National security adviser John Bolton will travel to Miami next week to give a speech on actions that the United States is taking to address the situation in Venezuela, Cuba and Nicaragua, countries he has called the “troika of tyranny.”

“[I am] Pleased to announce that I will be joining the Bay of Pigs Veterans Association on April 17 in Miami to deliver remarks on the important steps being taken by the Administration to confront security threats related to Cuba, Venezuela, and the democratic crisis in Nicaragua,” Bolton tweeted on Friday.

Also on Friday, the Treasury Department announced more sanctions against nine vessels that have carried oil from Venezuela to Cuba. Bolton is expected to announce more sanctions related to Cuba during the speech, a source familiar with details of the trip told the Miami Herald.

According to John Kavulich, president of the U.S. Cuba Trade and Economic Council, the Trump administration has a wide range of options to increase pressure on the Cuban government, which the U.S. has accused of giving intelligence support to Venezuela’s Nicolás Maduro.

Among the policy options being floated are returning Cuba to the list of countries that sponsor terrorism, reinstating per diem spending rates for travelers to Cuba, sanctioning Cuban government officials who are supporting Maduro in Venezuela and requiring American companies with businesses on the island to pay salaries directly to their Cuban workers.

This last measure would have an immediate impact on the operations of airlines, cruise ships and companies like Marriott and Starwood that manage hotels on the island.

The State Department said Friday that the U.S. “will continue to do all we can to stand up against Cuba’s support for the former Maduro regime and its hostility to the Venezuelan people’s aspiration to a peaceful, prosperous, democratic future.” The Trump administration and more than 50 other nations no longer recognize Maduro as the legitimate president of Venezuela, recognizing instead interim President Juan Guaidó.
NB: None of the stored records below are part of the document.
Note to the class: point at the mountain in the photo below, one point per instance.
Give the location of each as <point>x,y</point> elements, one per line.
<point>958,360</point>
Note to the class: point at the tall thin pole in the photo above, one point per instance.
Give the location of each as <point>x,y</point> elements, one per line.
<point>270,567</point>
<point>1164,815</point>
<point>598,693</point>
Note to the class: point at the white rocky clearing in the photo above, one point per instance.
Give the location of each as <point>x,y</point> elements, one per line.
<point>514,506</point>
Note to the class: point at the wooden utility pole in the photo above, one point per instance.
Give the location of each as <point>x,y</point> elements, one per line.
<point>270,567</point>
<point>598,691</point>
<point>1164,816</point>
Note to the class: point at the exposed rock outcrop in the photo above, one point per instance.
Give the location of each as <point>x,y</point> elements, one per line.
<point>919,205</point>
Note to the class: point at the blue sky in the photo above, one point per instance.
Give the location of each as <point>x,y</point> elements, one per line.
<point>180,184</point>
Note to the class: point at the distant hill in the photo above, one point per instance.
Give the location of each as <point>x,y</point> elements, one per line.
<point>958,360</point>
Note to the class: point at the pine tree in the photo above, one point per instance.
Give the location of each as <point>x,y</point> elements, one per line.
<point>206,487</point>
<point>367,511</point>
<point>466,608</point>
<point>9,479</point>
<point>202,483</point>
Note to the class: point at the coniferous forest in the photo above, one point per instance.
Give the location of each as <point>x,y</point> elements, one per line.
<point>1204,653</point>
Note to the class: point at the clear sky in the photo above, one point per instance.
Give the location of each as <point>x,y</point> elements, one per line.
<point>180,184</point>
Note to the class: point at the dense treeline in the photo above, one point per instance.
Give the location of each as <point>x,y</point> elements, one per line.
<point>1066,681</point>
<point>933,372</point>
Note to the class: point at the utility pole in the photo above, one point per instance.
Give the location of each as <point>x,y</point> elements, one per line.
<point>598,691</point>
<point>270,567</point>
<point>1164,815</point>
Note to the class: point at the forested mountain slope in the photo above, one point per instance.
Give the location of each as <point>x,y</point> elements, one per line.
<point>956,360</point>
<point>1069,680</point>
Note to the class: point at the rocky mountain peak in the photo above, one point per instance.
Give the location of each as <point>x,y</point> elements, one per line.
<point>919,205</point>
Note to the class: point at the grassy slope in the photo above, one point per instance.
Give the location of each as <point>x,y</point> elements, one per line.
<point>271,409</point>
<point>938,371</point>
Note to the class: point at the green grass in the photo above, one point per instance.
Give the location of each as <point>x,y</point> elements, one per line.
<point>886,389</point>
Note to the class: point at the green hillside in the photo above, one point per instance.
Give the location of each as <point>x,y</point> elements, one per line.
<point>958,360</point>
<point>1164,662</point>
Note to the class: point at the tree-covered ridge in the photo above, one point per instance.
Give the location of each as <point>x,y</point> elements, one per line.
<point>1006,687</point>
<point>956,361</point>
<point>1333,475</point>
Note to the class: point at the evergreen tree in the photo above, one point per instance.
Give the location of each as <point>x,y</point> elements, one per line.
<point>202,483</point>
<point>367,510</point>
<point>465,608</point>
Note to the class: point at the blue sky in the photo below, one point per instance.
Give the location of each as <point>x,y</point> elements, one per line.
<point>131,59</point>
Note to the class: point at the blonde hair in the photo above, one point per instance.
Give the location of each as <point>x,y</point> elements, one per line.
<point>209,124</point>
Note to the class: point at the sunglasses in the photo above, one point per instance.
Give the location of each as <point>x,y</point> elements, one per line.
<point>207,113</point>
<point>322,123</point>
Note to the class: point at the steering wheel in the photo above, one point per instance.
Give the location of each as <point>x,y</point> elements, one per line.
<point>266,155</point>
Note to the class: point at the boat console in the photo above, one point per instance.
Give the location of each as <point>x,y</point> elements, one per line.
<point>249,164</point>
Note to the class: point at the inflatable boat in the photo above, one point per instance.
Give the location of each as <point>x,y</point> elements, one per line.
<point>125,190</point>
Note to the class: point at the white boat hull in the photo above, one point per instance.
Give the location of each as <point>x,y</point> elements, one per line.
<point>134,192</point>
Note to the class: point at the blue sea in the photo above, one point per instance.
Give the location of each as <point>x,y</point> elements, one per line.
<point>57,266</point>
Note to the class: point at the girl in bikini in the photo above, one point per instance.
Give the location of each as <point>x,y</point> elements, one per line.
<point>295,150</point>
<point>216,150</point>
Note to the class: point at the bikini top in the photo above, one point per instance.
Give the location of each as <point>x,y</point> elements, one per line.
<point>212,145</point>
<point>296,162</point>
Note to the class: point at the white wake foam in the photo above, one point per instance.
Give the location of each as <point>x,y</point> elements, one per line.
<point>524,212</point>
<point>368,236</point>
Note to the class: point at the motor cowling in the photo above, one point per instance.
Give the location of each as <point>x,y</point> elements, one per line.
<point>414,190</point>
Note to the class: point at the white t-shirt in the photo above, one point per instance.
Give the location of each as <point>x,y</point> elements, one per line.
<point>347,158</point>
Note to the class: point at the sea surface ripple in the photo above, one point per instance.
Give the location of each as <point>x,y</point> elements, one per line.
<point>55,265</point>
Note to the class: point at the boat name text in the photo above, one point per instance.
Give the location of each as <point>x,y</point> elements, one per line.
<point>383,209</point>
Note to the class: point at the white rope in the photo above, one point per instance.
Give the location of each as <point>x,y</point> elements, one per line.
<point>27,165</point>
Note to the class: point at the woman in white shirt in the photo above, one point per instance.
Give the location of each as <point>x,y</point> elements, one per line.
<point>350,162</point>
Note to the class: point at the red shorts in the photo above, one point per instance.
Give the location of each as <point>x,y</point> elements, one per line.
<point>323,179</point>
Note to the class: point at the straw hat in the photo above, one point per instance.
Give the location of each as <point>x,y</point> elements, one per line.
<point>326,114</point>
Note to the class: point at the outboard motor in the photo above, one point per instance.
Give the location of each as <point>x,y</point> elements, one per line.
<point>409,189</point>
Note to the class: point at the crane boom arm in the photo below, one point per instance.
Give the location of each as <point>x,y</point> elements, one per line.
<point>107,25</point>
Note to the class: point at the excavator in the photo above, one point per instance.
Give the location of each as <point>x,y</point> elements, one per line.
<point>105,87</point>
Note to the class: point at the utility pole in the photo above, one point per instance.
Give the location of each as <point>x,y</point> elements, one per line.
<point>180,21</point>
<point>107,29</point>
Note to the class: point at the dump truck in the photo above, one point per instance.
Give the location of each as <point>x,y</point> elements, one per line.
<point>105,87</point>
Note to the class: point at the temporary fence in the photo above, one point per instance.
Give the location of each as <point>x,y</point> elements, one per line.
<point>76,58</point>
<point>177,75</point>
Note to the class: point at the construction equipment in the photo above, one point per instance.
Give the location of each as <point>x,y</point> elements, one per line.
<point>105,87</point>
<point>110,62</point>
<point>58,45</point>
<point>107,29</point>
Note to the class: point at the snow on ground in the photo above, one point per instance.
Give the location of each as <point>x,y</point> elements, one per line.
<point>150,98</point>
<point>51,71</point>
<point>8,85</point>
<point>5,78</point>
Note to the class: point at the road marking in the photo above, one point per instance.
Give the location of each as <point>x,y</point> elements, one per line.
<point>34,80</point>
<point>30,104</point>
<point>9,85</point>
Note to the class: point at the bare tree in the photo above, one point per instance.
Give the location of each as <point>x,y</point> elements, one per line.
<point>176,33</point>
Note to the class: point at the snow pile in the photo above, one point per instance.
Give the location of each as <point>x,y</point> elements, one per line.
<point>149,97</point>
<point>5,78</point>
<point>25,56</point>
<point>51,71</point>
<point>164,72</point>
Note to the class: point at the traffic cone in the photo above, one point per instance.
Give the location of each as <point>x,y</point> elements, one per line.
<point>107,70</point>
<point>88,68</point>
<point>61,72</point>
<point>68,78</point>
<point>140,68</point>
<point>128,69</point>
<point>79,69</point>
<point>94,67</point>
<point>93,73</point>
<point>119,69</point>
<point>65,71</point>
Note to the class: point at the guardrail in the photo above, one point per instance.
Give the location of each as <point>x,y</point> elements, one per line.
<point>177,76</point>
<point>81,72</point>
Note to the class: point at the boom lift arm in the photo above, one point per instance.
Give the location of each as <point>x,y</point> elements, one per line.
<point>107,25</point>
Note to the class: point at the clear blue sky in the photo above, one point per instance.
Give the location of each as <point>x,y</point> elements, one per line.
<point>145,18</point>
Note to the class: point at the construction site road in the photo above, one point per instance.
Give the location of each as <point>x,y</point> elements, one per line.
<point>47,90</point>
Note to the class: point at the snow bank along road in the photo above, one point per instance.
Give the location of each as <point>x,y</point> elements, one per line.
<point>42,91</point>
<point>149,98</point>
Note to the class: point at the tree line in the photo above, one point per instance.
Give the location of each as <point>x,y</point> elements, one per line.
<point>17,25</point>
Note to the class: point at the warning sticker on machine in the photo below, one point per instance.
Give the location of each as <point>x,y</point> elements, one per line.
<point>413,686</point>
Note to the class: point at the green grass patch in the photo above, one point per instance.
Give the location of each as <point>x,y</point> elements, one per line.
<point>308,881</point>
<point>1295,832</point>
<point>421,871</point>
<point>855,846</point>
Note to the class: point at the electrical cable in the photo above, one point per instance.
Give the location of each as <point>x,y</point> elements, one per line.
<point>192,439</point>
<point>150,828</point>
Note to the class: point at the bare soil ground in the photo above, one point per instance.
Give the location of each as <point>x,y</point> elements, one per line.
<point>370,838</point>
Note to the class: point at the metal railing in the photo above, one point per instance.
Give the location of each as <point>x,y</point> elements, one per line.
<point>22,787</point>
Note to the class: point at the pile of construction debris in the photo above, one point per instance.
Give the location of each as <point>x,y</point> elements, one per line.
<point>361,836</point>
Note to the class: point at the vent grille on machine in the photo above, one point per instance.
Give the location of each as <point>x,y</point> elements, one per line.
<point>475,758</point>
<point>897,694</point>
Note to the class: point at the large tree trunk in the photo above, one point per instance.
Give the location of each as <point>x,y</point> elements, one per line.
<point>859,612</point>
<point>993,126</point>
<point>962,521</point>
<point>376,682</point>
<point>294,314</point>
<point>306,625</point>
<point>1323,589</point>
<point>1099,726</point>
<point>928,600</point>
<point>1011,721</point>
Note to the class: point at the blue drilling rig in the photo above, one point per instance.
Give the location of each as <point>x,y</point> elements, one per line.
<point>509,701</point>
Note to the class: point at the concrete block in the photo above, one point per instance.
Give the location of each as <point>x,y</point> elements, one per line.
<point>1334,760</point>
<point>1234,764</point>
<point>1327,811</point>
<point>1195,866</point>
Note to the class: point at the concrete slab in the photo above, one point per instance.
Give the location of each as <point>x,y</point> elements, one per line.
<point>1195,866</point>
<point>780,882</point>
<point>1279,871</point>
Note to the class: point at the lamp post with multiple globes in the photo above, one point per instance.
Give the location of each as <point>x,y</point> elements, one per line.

As it relates to Cuba, the administration must decide by next week whether to fully implement Title III of the Helms-Burton Act, which would allow Americans to file lawsuits to seek compensation for properties that were confiscated after Fidel Castro seized power in Cuba in 1959. The administration has already allowed lawsuits against Cuban companies that control some of these confiscated properties. But a full implementation would also pave the way for lawsuits against foreign and American companies that have businesses in Cuba on those same properties.

The date chosen for Bolton’s speech in Miami carries a special symbolism for Cuban exiles, who mostly supported President Donald Trump in the 2016 elections. April 17 marks another anniversary of the 1961 failed Bay of Pigs invasion, an attempt by Cuban exiles — trained by the U.S. government — to defeat Castro and regain power on the island.